Testing Architecture

The Four Layers

Layer Name Speed Purpose
L1 Structure 0.1s Linting, spec validation, naming errors
L2 Triggers ~30s Trigger evaluation sets
L3 Sessions 2–3 min Multi-turn integration tests via tmux
L4 Benchmarking 5+ min Skill value comparison (does it help?)

The goal is L1+L2 coverage for every skill, L3 for critical workflows, and L4 for skills whose value is in question.

L1: Structure Validation

Static checks that run instantly. Validates file structure, naming conventions, cross-references, and spec compliance.

make lint

What it checks:

  • Skill directories match SKILL.md name field
  • Agent files follow {name}.agent.md naming
  • Cross-references between agents and skills are valid
  • No orphan skills (referenced but missing) or phantom skills (present but unreferenced)
  • Frontmatter contains only allowed fields (name, description)

L2: Trigger Evaluation

Tests that a skill fires for the right prompts and stays silent for the wrong ones. Each skill has an eval set with positive and negative test cases.

make unit

Each eval set is a JSON file at tests/evals/triggers/{name}.json:

{
  "skill_name": "brain",
  "evals": [
    {
      "query": "what did we decide about using CNPG vs Azure Postgres?",
      "should_trigger": true
    },
    {
      "query": "run the smoke tests on azure/ship",
      "should_trigger": false
    }
  ]
}

Requirements:

  • Minimum 8 positive entries (should_trigger: true)
  • Minimum 8 negative entries (should_trigger: false)
  • Include near misses: prompts that are topically close but belong to a different skill

L3: Session Integration

Multi-turn integration tests that validate real workflows via tmux. These test that skills work end-to-end in an actual Copilot CLI session.

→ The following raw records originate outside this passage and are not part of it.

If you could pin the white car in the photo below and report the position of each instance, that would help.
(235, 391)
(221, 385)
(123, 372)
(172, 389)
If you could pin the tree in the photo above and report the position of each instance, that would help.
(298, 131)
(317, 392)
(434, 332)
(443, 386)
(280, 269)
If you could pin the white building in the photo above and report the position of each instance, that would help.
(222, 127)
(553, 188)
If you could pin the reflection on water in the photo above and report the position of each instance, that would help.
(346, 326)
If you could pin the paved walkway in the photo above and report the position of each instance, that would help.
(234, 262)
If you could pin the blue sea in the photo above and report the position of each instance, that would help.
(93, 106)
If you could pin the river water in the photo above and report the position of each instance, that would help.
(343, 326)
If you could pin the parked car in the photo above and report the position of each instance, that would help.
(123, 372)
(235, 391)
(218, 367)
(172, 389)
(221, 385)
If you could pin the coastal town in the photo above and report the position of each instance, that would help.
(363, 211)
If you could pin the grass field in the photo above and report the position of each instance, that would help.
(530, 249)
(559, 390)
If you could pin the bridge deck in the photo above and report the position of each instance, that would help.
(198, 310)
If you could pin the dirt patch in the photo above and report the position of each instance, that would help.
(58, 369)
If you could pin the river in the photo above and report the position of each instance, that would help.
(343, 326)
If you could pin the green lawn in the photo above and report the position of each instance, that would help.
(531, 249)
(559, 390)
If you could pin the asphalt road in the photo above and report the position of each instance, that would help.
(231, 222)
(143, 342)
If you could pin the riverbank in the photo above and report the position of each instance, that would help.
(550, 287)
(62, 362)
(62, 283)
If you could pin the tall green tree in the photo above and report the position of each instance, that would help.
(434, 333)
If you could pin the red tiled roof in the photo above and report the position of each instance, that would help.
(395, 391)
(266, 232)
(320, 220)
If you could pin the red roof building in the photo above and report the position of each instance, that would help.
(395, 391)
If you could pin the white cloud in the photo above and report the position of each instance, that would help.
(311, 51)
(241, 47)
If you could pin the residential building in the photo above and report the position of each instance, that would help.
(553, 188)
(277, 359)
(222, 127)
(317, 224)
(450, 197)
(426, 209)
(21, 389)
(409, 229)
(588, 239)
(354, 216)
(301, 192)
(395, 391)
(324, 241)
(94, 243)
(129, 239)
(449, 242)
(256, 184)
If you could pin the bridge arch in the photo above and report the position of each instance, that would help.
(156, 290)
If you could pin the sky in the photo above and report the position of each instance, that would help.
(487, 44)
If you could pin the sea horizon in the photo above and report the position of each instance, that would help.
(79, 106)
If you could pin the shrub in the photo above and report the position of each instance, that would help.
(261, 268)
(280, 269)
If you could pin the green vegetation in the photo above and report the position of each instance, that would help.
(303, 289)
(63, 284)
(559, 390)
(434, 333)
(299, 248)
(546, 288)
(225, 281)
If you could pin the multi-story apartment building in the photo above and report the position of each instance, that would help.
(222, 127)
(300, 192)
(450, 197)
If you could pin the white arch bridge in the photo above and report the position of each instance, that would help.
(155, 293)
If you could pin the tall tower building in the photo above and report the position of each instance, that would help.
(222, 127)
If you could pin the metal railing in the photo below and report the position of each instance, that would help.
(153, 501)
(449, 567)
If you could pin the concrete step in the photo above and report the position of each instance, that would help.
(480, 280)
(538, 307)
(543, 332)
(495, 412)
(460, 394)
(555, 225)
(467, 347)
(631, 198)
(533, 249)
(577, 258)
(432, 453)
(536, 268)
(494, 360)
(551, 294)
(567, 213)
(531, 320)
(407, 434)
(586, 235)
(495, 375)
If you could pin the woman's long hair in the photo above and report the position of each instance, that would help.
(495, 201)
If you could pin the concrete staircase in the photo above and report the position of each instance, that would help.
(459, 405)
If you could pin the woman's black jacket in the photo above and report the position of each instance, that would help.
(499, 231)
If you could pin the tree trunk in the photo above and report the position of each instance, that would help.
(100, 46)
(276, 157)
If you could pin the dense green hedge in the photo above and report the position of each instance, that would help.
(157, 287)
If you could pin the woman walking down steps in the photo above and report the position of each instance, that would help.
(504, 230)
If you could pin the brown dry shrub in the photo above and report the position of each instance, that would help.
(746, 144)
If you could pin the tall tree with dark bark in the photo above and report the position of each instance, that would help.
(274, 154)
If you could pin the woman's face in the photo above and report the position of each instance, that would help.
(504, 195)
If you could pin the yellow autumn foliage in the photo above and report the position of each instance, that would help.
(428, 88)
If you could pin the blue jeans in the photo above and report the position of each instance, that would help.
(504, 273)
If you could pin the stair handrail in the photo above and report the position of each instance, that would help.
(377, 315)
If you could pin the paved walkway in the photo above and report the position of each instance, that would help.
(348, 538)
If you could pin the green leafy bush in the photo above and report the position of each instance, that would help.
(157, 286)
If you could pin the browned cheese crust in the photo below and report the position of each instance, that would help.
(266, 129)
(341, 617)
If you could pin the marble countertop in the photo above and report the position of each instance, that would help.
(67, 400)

make integration S=glab     # Test one skill
make integration            # Test all skills with scenarios

Session scenarios are JSON files at tests/evals/scenarios/{name}-workflow.json:

{
  "name": "glab-workflow",
  "steps": [
    {
      "name": "list-open-mrs",
      "prompt": "what merge requests are currently open for me?",
      "timeout": 120,
      "assertions": [
        {
          "pattern": "glab mr list|MR|PR|open",
          "type": "regex",
          "description": "Discusses merge requests"
        },
        {
          "pattern": "--state=opened",
          "type": "not_contains",
          "description": "Does not use hallucinated flags"
        }
      ]
    }
  ]
}

How it works: The test runner spawns a tmux session, launches the CLI process inside it, sends each prompt, waits for a response, then runs assertions against the captured output. This tests the full stack: skill loading, routing, tool execution, and response quality.

Design rules:

  • All prompts must be read-only (no mutations)
  • Last step should test a boundary (trigger a different skill)
  • Both copilot and claude CLI targets are supported
  • Timeouts are per-step

L4: Benchmarking

Measures whether a skill provides measurable value. Runs the same scenario twice (with the skill loaded and without) and compares assertion pass rates.

make benchmark S=brain
Delta Verdict
> +10% Valuable — skill clearly helps
+1% to +10% Marginal — review context cost
0% to +1% Redundant — skill adds no value
Negative Harmful — skill makes things worse

Run this quarterly, after model upgrades, or when questioning whether a skill is still needed.

Running Tests

Quick Validation (After Every Change)

make test    # L1 + L2, runs in ~2 seconds

Skill-Specific Testing

make test-skill S=brain    # All layers for one skill

Full Suite

make test                  # L1 + L2
make integration           # L3 (all scenarios)
make report                # Coverage inventory

Writing Good Tests

Trigger Evals (L2)

  • Positive entries should be natural language a real user would type
  • Negative entries should include near misses that test discrimination
  • Cover edge cases: abbreviations, ambiguous phrasing, partial matches
  • Include both short ("scan deps") and long ("run a full dependency analysis on the partition service") prompts

Session Scenarios (L3)

  • Keep scenarios focused: 2–4 steps per workflow
  • First step should clearly activate the target skill
  • Last step should test a boundary (verifies the skill does not over-claim)
  • Use read-only operations to avoid side effects

For the full contribution workflow and conventions, see CONTRIBUTING.md.